Inilah Pidato Anak SMA Nepal Abiskar Raut yang Viral, Pengobar Awal Demo Dahsyat
Demo dahsyat Gen-Z Nepal yang berhasil membubarkan pemerintah Perdana Menteri Sharma Oli pecah sejak Senin lalu dengan korban tewas lebih dari 30 orang. Namun, semangat perlawanan rakyat Nepal sebenarnya digugah oleh pidato berapi-api seorang siswa SMA bernama Abiskar Raut pada Maret lalu.
Pidato Abiskar Raut, yang disampaikan dalam program tahunan sekolahnya, telah viral di media sosial. Dia berpidato di acara tahunan ke-24 sekolah tersebut, di mana dia menyampaikan monolog yang menggugah yang menyuarakan keprihatinannya tentang tantangan politik dan ekonomi yang dihadapi negara Himalaya tersebut.
"Hari ini, saya berdiri di sini dengan impian membangun Nepal yang baru. Api harapan dan semangat membara dalam diri saya, tetapi hati saya berat karena impian ini tampaknya mulai sirna," kata Raut, setelah memperkenalkan dirinya sebagai ketua siswa Holy Bell School.
Baca Juga: Gaya Hidup 'Nepo Kids' Nepal Bikin Marah Demonstran Gen-Z: dari Tas Desainer hingga Mobil Mewah
"Saya hadir di hadapan Anda saat ini untuk menerangi kesadaran Anda dengan menembus nimbus gelap yang menjulang di atas. Saya hadir di sini hari ini untuk mengabadikan perubahan monumental dan perjalanan sejarah," lanjut dia.
Berbicara tentang Nepal sebagai ibu yang mengasuh, dia mempertanyakan apakah warga negaranya memberikan kembali kepada negara apa yang menjadi hak mereka."Nepal, ibu kami, negara yang melahirkan dan membesarkan kami—apa yang dimintanya sebagai balasan? Hanya kejujuran, kerja keras, dan kontribusi kami. Tapi apa yang kami lakukan?" tanya Raut.
"Kita terbelenggu oleh rantai pengangguran...terjebak dalam permainan partai politik yang egois. Korupsi telah menjalin jaring yang memadamkan cahaya masa depan kita," imbuh dia, seperti dikutip dari NDTV.
Menanggapi pidato tersebut, sebagian pengguna media sosial memuji anak laki-laki itu atas kepercayaan diri dan diksinya, sementara yang lain tak bisa menahan diri untuk membandingkannya dengan seorang pemimpin Nazi tertentu.
"Mereka yang tidak percaya diri mengejeknya-ironi ini tidak luput dari perhatian kita!" kata seorang pengguna, sementara yang lain menambahkan: "Pidatonya mengingatkan saya pada seseorang. Seorang pria berkumis aneh."
Yang ketiga berkomentar: "Saudaraku, ini hari tahunan, bukan hari aneksasi."Pidato anak SMA tersebut disampaikan di tengah-tengah warga biasa Nepal yang menuntut kembalinya monarki Hindu.
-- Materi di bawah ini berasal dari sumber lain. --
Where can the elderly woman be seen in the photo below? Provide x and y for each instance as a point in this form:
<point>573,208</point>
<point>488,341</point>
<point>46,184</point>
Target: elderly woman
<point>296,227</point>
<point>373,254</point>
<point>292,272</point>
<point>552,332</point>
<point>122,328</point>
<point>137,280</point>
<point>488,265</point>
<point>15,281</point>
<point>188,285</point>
Pada saat itu, ribuan orang turun ke jalan untuk memulai kampanye, menuntut agar Gyanendra Shah kembali menjadi raja di tengah kekhawatiran atas ketidakstabilan politik, korupsi, krisis biaya hidup, pengangguran, dan kurangnya pembangunan ekonomi.
Hampir 17 tahun yang lalu, pada bulan Mei 2008, Nepal menghapuskan monarki Hindu yang berusia 239 tahun untuk mengakhiri perang saudara yang berlangsung selama satu dekade yang mengakibatkan terbunuhnya lebih dari 16.000 orang.
Berselang beberapa bulan setelah pidato Raut muncul, kaum Gen-Z nepal bangkit. Pada Senin lalu, mereka turun jalan memprotes larangan media sosial yang mereka gunakan untuk mengekspresikan kemarahan atas maraknya korupsi dan gaya hidup mewah keluarga elite politik. Demo ini menewaskan 19 orang.
Media sosial dihidupkan lagi oleh pemerintah untuk meredam kemarahan massa atas kematian 19 orang, namun protes terlanjur meluas berskala nasional. Pada Selasa, demo rusuh pecah lebih besar. Gedung Parlemen dan rumah-rumah elite politik dibakar. Perdana Menteri Sharma Oli akhirnya mengundurkan diri, dan otomatis pemerintah Nepal bubar.